In order to establish whether the caching is truly effective or not, a more realistic workload would need to be devised, or real-world data gathered.

Other Endpoints

Caching is enabled for all of these, however, this shouldn't have a significant impact as these are write operations.

There's a cycle test (add then remove) rather than a remove test because generating enough test data to handle sustained removes was impractical.

Operation Avg (ms) Min (ms) Med (ms) Max (ms) p(90) (ms) p(95) (ms)
Add Order 23.23 0.9596 3.65 571.0 10.12 13.06
Modify Order 19.14 0.850 2.100 488.6 6.900 10.34
Cycle Order 14.25 1.220 3.89 477.32 12.24 46.88

All of these tests execute in similarly quick times. I suspect the add order test may be slower that it should be due to the fact that the collection grows significantly as the test progresses, whereas this is not the case for each other test.

To combat this, the collection could be reset between each iteration.

Conclusions

It is worth again remembering that these numbers are whilst significantly loaded. Individual calculation times would be much faster.

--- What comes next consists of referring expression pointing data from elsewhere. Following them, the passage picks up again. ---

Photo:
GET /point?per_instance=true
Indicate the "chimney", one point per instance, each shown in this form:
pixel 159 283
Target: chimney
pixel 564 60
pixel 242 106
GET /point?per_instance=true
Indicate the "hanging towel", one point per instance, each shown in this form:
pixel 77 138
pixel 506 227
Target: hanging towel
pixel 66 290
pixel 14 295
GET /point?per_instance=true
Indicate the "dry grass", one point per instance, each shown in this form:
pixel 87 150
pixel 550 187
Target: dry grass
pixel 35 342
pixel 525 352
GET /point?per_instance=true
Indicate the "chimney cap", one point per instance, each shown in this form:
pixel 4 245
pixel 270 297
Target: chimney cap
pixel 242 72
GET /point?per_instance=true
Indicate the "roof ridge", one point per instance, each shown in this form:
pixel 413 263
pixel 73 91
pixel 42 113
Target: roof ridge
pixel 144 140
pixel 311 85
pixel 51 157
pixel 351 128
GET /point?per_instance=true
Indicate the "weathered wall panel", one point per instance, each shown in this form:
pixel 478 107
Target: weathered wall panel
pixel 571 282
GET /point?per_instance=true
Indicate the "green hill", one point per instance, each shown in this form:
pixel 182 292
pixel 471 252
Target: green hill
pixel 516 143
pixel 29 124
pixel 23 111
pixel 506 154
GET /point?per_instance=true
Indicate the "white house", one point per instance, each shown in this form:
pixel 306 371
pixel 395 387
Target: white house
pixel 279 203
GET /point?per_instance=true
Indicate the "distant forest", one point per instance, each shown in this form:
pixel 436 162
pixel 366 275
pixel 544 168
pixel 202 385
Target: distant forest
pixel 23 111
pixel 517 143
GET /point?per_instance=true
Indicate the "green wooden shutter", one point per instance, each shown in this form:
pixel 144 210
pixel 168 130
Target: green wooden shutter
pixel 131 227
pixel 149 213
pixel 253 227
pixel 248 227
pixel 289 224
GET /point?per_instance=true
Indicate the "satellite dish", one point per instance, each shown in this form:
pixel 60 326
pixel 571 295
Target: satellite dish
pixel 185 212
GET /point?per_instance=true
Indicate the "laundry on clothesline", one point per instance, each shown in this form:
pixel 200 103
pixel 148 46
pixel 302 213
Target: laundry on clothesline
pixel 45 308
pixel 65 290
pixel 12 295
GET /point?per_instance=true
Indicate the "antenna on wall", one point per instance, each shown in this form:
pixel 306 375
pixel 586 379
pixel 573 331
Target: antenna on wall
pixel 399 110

The algorithm is fairly fast, calculating prices in the low tens of milliseconds for pricing requiring a large number of orders to satisfy.

CRUD operations complete in a similarly fast time-frame.

However, there is always room for improvement, some speed gains could likely be made at the expense of code-maintainability and safety by removing some of the mapping and validation. This is the area I would focus on first as the calculation algorithm itself seems extremely fast from the results of the benchmarking.

Workflows

There are two workflows set up with this project.

Continuous Integration

This workflow runs the API, Integration and Unit tests ensuring they all pass before any PR can be merged.

"Fake" Continuous Deployment

This workflow runs on every push to master it "deploys" the solution and runs the performance tests. The in-pipeline docker-compose is a stand-in for a real deployment in this case.

Future Developments

  • The API needs authentication
  • Develop a more realistic performance test suite
  • Implement auto-scaling
  • Optimise the hot-path further
  • Investigate whether single document order lists perform better or worse than multi-document ones
  • Implement an RPC streaming endpoint that can stream changes to orderlists to a persistent connection

Notes

  • If you are on Windows, make sure you have symlinks enabled in your git config or this will not build. No changes are needed on MacOs or Linux.
  • The use of preview .NET 7 is deliberate, this is largely down to me wanting to use required properties and the huge LINQ speed increases.